Vancouver shows evidence of moderate vulnerability while Canada maintains moderate rating: CMHC

After three years of high vulnerability, Vancouver presents evidence of moderate vulnerability, while the rest of Canada continues to exhibit a moderate degree of vulnerability, according to a recent Canada Mortgage and Housing Corporation (CMHC) Housing Market Assessment (HMA).
After ten straight quarters with a high degree of vulnerability, this is the second consecutive quarter with a moderate rating as overvaluation continues in Canada.

As prices persist to adjust and fundamentals catch up, the corporation suggests that income and population imbalances between house prices and housing market fundamentals have narrowed.
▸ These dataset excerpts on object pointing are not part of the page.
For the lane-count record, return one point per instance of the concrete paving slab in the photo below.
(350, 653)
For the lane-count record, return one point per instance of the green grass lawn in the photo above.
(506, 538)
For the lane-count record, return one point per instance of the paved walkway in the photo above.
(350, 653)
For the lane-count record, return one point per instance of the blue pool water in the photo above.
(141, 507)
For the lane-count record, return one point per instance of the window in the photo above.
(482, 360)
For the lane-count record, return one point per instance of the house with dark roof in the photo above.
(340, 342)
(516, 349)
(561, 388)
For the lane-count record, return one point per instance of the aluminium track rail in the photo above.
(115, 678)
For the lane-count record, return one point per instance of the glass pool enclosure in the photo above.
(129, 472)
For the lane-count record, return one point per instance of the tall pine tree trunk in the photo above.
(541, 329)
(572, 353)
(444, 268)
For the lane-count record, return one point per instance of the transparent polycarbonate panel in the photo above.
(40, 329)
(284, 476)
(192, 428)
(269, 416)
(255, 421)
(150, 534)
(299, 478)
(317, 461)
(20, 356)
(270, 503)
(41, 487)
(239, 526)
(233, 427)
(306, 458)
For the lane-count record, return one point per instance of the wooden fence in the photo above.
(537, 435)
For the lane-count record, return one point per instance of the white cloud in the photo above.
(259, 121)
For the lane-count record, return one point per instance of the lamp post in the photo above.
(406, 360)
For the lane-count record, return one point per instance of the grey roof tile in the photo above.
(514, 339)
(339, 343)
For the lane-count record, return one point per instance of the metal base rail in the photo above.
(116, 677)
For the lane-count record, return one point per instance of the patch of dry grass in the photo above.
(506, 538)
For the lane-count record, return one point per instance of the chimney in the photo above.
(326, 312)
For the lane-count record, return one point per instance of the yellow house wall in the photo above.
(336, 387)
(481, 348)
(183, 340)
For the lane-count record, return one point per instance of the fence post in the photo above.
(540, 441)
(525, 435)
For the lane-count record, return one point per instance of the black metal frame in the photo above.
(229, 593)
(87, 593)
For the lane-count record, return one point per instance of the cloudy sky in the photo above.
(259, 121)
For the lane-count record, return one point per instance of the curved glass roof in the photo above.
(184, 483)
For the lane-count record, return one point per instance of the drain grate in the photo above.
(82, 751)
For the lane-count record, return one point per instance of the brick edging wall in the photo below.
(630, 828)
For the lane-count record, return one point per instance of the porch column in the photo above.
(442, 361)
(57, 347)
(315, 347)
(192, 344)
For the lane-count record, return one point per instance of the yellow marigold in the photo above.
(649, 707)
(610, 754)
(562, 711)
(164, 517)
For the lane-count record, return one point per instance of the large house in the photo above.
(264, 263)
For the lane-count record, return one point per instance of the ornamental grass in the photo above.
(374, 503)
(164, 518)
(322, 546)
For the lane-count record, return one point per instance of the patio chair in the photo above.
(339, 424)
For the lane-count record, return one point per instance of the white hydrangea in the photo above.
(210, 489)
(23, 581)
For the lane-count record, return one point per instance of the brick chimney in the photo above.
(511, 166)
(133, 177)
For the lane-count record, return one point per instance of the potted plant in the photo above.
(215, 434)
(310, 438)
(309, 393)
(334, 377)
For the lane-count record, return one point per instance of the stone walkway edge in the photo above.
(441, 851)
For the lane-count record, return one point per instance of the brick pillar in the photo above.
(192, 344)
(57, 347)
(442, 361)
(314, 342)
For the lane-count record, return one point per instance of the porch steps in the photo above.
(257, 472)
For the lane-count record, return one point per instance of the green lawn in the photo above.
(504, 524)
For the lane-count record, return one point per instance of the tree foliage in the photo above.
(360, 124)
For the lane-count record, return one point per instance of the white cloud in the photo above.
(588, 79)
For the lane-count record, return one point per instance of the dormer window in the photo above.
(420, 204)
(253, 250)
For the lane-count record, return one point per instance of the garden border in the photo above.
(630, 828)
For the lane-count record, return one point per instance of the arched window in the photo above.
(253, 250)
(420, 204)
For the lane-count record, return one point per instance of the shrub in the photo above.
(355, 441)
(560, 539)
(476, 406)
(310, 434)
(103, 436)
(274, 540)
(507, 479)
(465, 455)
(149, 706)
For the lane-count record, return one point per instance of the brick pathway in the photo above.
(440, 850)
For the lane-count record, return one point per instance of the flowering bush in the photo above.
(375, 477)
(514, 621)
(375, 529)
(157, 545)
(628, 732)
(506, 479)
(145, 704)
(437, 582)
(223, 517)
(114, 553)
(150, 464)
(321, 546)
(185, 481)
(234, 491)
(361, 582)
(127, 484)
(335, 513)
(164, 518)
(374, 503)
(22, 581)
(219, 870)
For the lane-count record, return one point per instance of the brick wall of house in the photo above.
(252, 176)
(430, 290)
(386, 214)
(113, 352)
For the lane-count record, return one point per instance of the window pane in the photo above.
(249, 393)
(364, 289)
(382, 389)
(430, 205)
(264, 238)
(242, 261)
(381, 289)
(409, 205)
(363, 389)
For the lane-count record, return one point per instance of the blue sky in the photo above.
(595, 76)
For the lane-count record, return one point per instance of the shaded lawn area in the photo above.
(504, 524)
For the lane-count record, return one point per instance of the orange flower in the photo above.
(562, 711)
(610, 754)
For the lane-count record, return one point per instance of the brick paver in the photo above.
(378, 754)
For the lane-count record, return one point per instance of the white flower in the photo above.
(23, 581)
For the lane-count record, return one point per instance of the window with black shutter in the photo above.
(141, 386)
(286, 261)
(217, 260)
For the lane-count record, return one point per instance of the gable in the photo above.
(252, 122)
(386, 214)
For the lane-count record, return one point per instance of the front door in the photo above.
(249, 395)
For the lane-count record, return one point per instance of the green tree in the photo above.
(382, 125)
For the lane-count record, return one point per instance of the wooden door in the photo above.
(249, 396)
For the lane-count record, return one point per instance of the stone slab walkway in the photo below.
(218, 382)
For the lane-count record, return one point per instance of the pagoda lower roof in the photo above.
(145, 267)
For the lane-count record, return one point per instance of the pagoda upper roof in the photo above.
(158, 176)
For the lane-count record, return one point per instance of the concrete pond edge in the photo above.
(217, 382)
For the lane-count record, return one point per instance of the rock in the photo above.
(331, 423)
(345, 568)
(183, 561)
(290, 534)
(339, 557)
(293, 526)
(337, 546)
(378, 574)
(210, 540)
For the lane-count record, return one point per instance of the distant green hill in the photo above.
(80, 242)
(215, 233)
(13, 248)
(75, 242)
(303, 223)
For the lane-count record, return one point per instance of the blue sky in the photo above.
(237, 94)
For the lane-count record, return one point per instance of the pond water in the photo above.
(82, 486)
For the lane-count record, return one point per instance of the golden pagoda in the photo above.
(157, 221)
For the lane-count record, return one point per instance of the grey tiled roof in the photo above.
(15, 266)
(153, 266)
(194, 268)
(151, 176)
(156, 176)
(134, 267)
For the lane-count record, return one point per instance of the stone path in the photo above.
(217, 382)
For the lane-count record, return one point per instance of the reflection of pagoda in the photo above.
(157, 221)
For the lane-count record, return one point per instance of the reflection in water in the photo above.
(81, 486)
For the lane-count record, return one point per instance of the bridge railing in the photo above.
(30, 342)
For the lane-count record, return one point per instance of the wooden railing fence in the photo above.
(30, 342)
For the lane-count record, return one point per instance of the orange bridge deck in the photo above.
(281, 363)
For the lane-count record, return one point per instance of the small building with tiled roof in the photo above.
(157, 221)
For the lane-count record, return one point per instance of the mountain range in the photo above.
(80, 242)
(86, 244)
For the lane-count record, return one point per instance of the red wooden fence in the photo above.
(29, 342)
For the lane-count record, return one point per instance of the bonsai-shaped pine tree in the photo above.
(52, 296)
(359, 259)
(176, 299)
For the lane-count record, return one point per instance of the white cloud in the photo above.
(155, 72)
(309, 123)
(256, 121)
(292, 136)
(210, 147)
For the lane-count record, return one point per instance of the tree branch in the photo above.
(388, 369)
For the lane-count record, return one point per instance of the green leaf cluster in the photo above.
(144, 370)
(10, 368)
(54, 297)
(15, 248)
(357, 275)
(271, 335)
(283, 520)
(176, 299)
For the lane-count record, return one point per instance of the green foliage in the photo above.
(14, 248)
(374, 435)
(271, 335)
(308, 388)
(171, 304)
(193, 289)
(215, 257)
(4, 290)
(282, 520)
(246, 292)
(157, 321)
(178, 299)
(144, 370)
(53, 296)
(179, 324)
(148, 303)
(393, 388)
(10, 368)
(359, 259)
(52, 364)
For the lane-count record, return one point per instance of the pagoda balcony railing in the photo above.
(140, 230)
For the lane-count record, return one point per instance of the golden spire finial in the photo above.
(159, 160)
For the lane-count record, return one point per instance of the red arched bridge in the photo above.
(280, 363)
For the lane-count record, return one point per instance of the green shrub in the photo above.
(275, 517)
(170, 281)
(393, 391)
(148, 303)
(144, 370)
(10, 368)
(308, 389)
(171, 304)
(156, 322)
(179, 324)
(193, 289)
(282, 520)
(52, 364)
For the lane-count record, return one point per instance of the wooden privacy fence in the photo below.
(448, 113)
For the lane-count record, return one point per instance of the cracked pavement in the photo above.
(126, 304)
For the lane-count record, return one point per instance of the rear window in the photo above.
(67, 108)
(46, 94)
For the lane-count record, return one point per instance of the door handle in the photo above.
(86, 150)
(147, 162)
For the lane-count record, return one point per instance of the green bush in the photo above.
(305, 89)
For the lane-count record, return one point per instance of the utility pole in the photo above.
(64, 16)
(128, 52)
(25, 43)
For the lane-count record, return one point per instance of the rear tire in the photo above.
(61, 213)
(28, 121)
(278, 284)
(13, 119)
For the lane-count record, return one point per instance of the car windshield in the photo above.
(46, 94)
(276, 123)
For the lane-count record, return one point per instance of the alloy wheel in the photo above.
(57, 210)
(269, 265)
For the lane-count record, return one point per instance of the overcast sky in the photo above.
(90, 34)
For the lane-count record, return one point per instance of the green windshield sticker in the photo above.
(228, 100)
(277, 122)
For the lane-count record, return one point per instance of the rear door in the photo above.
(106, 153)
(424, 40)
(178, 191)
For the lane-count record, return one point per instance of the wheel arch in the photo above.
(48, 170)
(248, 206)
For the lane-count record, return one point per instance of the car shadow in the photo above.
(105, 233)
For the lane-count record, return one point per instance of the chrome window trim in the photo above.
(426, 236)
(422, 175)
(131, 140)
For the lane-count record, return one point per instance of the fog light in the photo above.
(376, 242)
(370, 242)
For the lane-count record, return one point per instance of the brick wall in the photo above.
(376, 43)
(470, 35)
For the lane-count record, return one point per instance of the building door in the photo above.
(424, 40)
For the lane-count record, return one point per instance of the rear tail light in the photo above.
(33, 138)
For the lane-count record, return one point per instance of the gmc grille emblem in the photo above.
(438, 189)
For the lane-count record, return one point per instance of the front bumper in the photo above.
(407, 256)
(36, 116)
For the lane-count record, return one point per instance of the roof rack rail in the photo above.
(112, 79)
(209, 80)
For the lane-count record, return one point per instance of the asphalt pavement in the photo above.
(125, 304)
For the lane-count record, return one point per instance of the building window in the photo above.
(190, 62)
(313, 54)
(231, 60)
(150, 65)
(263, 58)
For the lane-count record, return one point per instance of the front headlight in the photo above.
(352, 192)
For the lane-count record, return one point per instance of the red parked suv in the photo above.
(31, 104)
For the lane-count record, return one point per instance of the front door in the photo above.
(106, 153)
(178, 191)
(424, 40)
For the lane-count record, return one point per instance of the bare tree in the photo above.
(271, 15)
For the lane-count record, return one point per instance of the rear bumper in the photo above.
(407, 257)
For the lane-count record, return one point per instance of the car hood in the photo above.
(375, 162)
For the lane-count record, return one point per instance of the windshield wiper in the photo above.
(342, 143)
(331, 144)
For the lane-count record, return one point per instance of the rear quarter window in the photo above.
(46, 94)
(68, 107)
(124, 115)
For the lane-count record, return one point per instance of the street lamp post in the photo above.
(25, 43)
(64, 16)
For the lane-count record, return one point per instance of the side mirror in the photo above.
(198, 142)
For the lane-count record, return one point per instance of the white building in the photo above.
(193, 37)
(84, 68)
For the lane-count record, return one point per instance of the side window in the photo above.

“For the second consecutive quarter, moderate evidence of overvaluation continues to be the only sign of vulnerability for Canada as a whole. Imbalances between house prices and housing market fundamentals have narrowed with declining home prices in the resale market and a growing pool of potential first-time homebuyers. This dynamic contributes to closing the overvaluation gap,” said Bob Dugan, Chief Economist, Canada Mortgage and Housing Corporation.

In Vancouver, the past three years saw housing market rates change to moderate after being assessed at a high degree of overall vulnerability. CMHC says evidence of price acceleration has eased to low.

2019 Comparisons between the May 2019 and August 2019 reports (CNW Group/Canada Mortgage and Housing Corporation)

According to the HMA report, Toronto, Hamilton and Victoria maintain a high degree of overall vulnerability. However, conditions of overheating, price acceleration and overvaluation are showing signs of easing in all three centres.

CMHC additionally states that Edmonton, Calgary, Saskatoon, Regina and Winnipeg continue to see a moderate degree of vulnerability in the overall assessment, due to overbuilding.

Although overheating conditions continue in Montréal and Moncton, and overbuilding in St. John’s, Ottawa, Montréal, Québec City, Moncton, Halifax and St. John’s maintain a low degree of overall vulnerability.